What’s the secret to getting the most nutrition, taste, and true pancake texture out of oatmeal gluten-free pancakes?
Mashed bananas, nutritional yeast, and sweet rice flour. Seriously. You’ll be so full and satisfied you’ll likely not eat again until dinner!
(And if you can’t find nutritional yeast or sweet rice flour, no worries. These are delicious without it too!)
Did I forget to mention the BACON? Now, for you vegans out there, trust me this is just as delicious without (try sprinkling on some smoked salt after you pour the batter into the skillet to build that extra layer of flavor). But if you are so inclined, adding bacon to this recipe gives it that bit of savory balance to the banana’s sweetness that I know you’ll love.
These are hearty pancakes for sure, so freeze some for later. You’ll love them toasted and topped with seed or nut butter.
How This Banana Oatmeal Gluten-Free Pancake Recipe is Better
There are so many nutrients to celebrate in the ingredients I chose for this recipe.
- I used our Double Protein Oats as the base of this recipe, so you’ll get about double the protein you’d get using other typical oatmeal brands and more fiber and iron.
- I added a small amount of nutritional yeast because it is high in Lycine, an essential amino acid that complements our oats to ensure the protein in them fully bioavailable.
- There’s no sugar added! All you need is the sweetness of the banana. For those who like more sweetness, I recommend mashing extra banana and putting it on top of your stack.
Banana Oatmeal Gluten-Free Pancakes
The number of gluten-free pancakes this makes depends on the size you make them! For me, it made about 12 pancakes 5″ across. Be sure to stretch out the batter in the pan like we do in the video below. If you do this quick step, you will have perfectly browned (not burned) oat pancakes.
- 1C mashed banana + 1/2C more to serve on top
- 2 eggs (omit if allergic)
- 1T ghee or mild olive oil
- 1/4C water
- 1T vanilla
- 1.5C ZEGO Double Protein Oats flour (to make flour, grind oats in the food processor or high-speed blender for 1-2 minutes)
- 1/4C sweet rice flour (if you don’t have this, increase your oats by the same amount. Sweet rice flour lightens the pancakes and make them a bit more chewy–more like wheat pancakes. But they are delicious either way.)
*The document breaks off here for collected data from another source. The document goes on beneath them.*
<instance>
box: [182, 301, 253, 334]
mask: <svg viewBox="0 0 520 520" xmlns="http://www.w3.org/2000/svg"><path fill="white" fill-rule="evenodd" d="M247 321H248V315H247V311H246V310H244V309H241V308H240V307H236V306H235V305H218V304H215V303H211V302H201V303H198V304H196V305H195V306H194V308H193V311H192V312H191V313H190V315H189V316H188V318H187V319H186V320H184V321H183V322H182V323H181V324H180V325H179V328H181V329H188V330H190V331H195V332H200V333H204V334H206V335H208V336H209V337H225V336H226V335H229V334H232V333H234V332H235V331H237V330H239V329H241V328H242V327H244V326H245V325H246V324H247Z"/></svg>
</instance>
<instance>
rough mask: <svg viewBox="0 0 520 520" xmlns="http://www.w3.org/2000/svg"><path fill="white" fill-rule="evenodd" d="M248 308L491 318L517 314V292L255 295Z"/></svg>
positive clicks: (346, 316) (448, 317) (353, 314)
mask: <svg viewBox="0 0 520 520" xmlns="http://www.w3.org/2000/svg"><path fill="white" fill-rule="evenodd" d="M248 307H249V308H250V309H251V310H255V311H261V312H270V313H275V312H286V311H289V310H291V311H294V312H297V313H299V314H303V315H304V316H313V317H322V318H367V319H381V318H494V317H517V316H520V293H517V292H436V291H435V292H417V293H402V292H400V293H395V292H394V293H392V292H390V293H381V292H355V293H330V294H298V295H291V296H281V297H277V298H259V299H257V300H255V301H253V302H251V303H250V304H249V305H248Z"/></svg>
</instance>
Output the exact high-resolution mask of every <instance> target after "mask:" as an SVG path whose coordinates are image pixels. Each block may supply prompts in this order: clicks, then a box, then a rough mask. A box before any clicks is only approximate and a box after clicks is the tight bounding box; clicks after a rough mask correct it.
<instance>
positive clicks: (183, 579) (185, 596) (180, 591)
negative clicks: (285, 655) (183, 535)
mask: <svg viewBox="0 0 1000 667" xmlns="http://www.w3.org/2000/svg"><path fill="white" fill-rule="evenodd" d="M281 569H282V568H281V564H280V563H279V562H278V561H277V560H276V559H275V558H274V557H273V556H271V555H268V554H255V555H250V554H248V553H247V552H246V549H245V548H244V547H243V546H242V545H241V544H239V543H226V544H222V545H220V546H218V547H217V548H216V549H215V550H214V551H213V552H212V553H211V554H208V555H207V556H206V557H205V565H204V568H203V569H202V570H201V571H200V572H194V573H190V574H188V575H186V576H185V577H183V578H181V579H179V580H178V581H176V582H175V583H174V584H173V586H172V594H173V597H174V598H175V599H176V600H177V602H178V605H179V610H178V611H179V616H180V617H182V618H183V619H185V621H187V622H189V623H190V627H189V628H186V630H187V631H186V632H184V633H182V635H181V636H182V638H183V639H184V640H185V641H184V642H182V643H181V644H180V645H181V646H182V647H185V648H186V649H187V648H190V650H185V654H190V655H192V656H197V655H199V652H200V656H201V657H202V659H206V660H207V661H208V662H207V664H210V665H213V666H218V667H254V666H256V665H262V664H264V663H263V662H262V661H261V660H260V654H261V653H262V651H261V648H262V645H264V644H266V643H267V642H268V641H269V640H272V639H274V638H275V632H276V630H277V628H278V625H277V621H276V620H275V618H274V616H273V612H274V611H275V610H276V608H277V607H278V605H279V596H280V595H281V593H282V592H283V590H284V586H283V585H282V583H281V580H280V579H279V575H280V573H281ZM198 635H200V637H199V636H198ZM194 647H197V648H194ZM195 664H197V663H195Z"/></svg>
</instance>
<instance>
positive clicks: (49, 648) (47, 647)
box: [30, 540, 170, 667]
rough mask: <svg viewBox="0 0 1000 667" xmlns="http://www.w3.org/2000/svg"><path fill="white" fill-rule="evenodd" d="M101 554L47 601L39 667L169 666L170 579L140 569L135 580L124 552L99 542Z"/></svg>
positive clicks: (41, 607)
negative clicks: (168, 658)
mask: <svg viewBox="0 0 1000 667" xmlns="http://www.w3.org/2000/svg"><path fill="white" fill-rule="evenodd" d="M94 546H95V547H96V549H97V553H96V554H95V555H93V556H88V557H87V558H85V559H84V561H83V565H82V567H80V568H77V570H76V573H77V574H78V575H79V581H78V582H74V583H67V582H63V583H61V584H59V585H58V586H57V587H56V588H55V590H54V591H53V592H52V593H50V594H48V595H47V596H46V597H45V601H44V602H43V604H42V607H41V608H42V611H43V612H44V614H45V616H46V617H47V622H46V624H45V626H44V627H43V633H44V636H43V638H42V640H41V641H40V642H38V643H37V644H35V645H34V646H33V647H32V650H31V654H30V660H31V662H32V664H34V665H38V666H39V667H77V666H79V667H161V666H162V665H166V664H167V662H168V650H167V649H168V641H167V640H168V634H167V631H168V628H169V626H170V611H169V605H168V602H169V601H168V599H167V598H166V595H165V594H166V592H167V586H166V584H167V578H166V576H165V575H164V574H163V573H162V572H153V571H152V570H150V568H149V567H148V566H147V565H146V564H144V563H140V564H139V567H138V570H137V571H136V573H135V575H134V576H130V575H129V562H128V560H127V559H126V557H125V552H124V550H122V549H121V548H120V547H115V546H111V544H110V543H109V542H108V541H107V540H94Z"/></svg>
- 1T nutritional yeast (you can omit or sub regular or dairy-free parmesan cheese)
- 1t baking soda
- 1/4t baking powder (or corn-free alternative)
- 1 pink or sea salt (or if not using bacon, try using smoked salt!)
- 1T cinnamon
- 2-4 slices of cooked bacon cut into bits (if omitting bacon, try sprinkling the top of the raw side of the pancake with some smoked sale once you put the batter in the pan)
- Mix together wet ingredients, leaving 1/2C mashed banana for topping.
- Whisk together dry ingredients except bacon if using.
- Add wet ingredients to dry with bacon and mix until combined. Do not over mix.
- Cook on a low over the stove or at 325 on an electric skillet. Oat pancakes take longer to cook than regular ones. To prevent burning, use a fork to gently spread out the batter on the pan to make the pancake thinner.
- Top with extra mashed banana or enjoy on their own.